I made a suitably noncommittal sound.

A loud sigh on the phone. “Wei Ling,[fn1] ah, you have a nice face, nice body, unless you’ve grown fat like when you were studying in England, a good career—so tell me, why are you still single? Are you too busy at work?” She paused before saying, “Do you need me to help you in that department, maybe set up another blind date with someone’s son? What was wrong with the last one, that nice boy, Simon?”
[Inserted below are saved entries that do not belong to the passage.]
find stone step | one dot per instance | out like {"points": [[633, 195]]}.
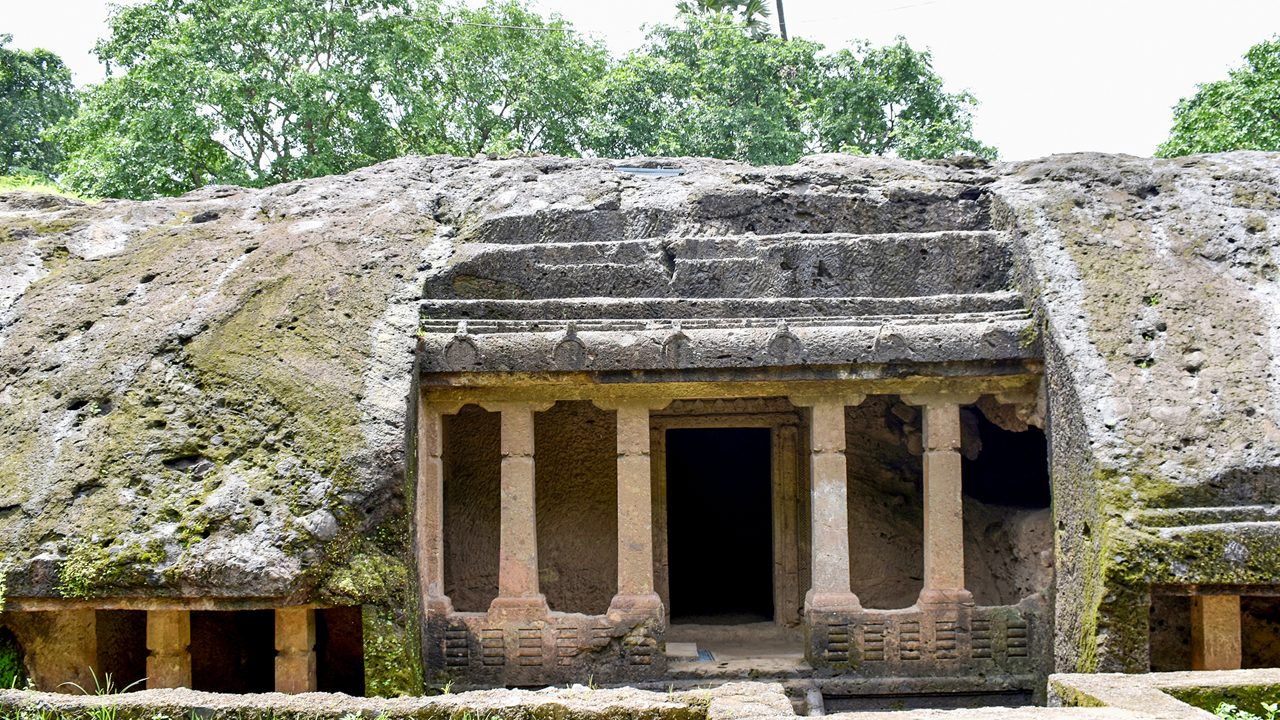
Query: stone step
{"points": [[717, 308], [484, 326], [782, 265], [1197, 516]]}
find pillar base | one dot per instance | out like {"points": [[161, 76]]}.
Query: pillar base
{"points": [[647, 605], [531, 607], [951, 597], [831, 602]]}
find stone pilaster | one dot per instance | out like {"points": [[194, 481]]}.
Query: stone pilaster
{"points": [[1216, 632], [635, 593], [830, 505], [944, 514], [517, 546], [429, 509], [168, 648], [296, 650]]}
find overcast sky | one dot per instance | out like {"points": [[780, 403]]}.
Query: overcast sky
{"points": [[1052, 76]]}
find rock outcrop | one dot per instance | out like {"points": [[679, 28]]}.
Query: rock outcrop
{"points": [[208, 396]]}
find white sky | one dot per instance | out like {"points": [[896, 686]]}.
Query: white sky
{"points": [[1052, 76]]}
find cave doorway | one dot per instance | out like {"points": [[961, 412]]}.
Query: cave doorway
{"points": [[720, 525]]}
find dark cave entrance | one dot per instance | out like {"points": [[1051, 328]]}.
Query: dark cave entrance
{"points": [[1011, 469], [720, 520], [233, 651]]}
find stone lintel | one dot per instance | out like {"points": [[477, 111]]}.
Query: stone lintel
{"points": [[493, 390]]}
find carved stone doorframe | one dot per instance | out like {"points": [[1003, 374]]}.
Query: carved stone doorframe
{"points": [[789, 490]]}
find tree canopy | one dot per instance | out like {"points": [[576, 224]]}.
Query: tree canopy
{"points": [[1238, 113], [265, 91], [707, 87], [35, 94]]}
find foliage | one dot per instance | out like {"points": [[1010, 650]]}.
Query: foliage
{"points": [[1239, 113], [13, 673], [707, 87], [881, 100], [265, 91], [475, 81], [35, 94], [255, 91], [30, 183], [1232, 712], [753, 12]]}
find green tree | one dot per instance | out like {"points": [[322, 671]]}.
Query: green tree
{"points": [[252, 91], [713, 87], [890, 100], [1238, 113], [35, 94], [707, 87], [498, 78]]}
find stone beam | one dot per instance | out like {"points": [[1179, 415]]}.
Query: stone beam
{"points": [[168, 648], [830, 505], [296, 650], [1216, 632], [517, 545]]}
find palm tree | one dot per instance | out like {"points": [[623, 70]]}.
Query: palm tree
{"points": [[754, 12]]}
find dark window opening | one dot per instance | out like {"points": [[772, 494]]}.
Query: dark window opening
{"points": [[233, 651], [1260, 632], [341, 651], [720, 541], [122, 648], [1011, 468]]}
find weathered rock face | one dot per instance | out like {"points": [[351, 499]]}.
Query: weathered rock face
{"points": [[208, 396], [1157, 285]]}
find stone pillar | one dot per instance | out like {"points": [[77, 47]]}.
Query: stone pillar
{"points": [[429, 510], [296, 650], [1216, 632], [635, 593], [830, 505], [517, 542], [168, 648], [944, 515]]}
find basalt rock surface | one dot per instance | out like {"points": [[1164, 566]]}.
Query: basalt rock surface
{"points": [[208, 396]]}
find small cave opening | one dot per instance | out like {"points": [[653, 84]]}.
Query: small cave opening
{"points": [[341, 650], [472, 479], [233, 651], [577, 506], [720, 518], [1170, 620], [122, 648], [13, 661]]}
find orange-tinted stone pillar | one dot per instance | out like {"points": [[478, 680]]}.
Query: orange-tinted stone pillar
{"points": [[168, 648], [296, 650], [517, 545]]}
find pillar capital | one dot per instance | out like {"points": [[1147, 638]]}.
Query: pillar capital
{"points": [[940, 397], [842, 399], [517, 405], [615, 404]]}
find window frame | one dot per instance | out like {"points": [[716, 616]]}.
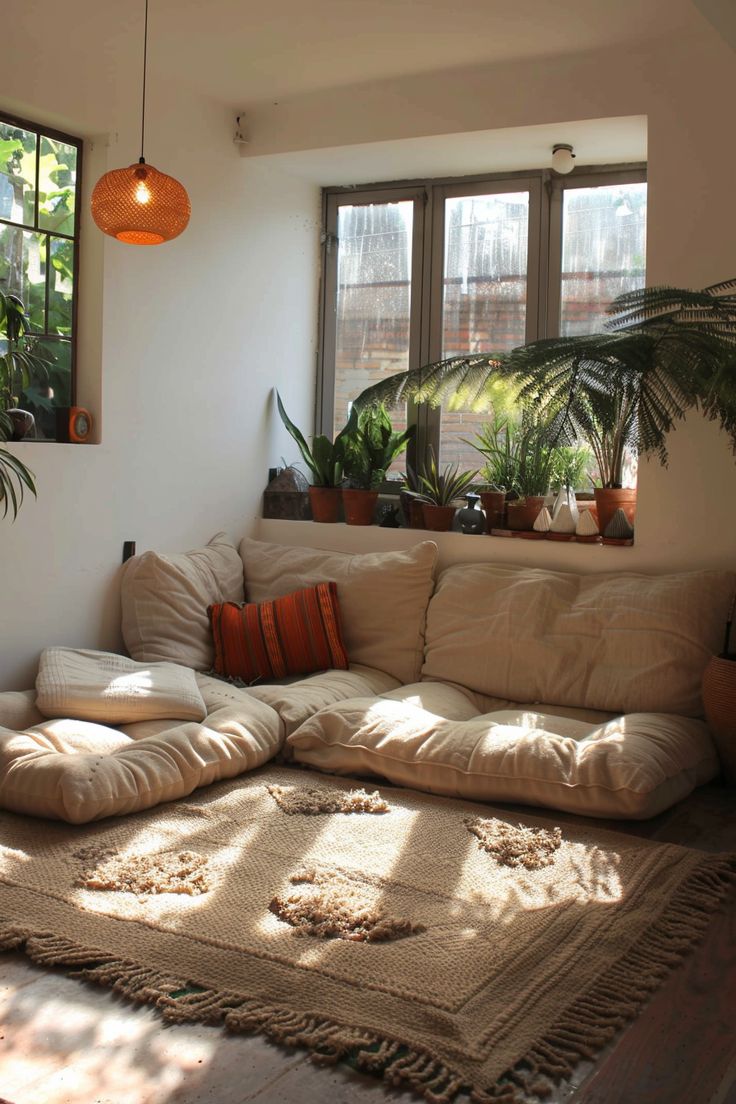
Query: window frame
{"points": [[543, 275], [42, 130]]}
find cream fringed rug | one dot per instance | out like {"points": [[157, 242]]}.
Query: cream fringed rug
{"points": [[443, 944]]}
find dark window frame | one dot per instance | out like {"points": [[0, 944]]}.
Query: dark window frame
{"points": [[42, 130], [544, 271]]}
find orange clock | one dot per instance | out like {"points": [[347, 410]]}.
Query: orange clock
{"points": [[73, 423]]}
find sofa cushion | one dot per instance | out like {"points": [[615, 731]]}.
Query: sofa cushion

I shuddered at the recollection of the one blind date my mother had set up for me with the son of a “good friend” (by which she meant some rando she had met, once, at church), just before I met Ivan. Simon was a limp rice noodle of a man who made white noise seem exciting. “Please do no such thing unless you want me to light myself on fire,” I said. To myself. Out loud, I said, “I don’t need help meeting men, thanks.”

“I’ll start asking around,” she replied, ignoring me completely, as usual.

“Ma! I told you I have options.”

“So what’s the problem? Why haven’t you gotten serious with anyone after Ivan? Are you being too picky? You modern girls want too much, that’s the problem with this generation. You don’t know how to compromise!” said the woman who once told me to drop a boyfriend in college because he was “only a biology undergrad.” She ranted on in this vein with great vigor. I grunted occasionally as I let my mind drift. Counterarguments were counterproductive—it was better to just sit back, take a chill pill (sometimes literally), and tune out. I set my personal phone down on the bed, pulled my down comforter over it to muffle her voice, took one of my work mobiles out, crunched a Valium, and launched Candy Crush.

“… I was already married and pushing out your sister when I was half your age. If you followed my advice and locked down Ivan years ago, you’d be married by now!”

I grunted. It was rich of my mother to talk about marriage or give me any relationship advice at all. They had divorced with decided acrimony when I was twenty-two. Even though my mother had deigned to care for my father when he was sick with cancer, they had done so bickering till the (well, my father’s) bitter end. That’s what happens when you marry at twenty (the peak of my mother’s physical attractiveness); they swiftly found out that aside from being from the same sub-ethnic group and having gone to the same university, they had little else in common. Ironically, my friends’ parents who had met through arranged marriages were still happily married, voluntarily going on cruise vacations together, where they partook in cooking classes, senior orgies, etc.

“You really should take my advice and find a man. Every time you disobey or ignore me and do your own thing, you always end up regretting it. There’s just no substitute for life experience.

”[fn2]

This, dear Diary, is her answer to everything: she’s eaten more salt in her life than I’ve eaten rice, i.e., she has more life experience than me by virtue of being older, hence I should defer to her judgment in all matters, at all times.

“Time is running out, not just for you. I’m in my sixties, as you know. I’m not getting any younger.”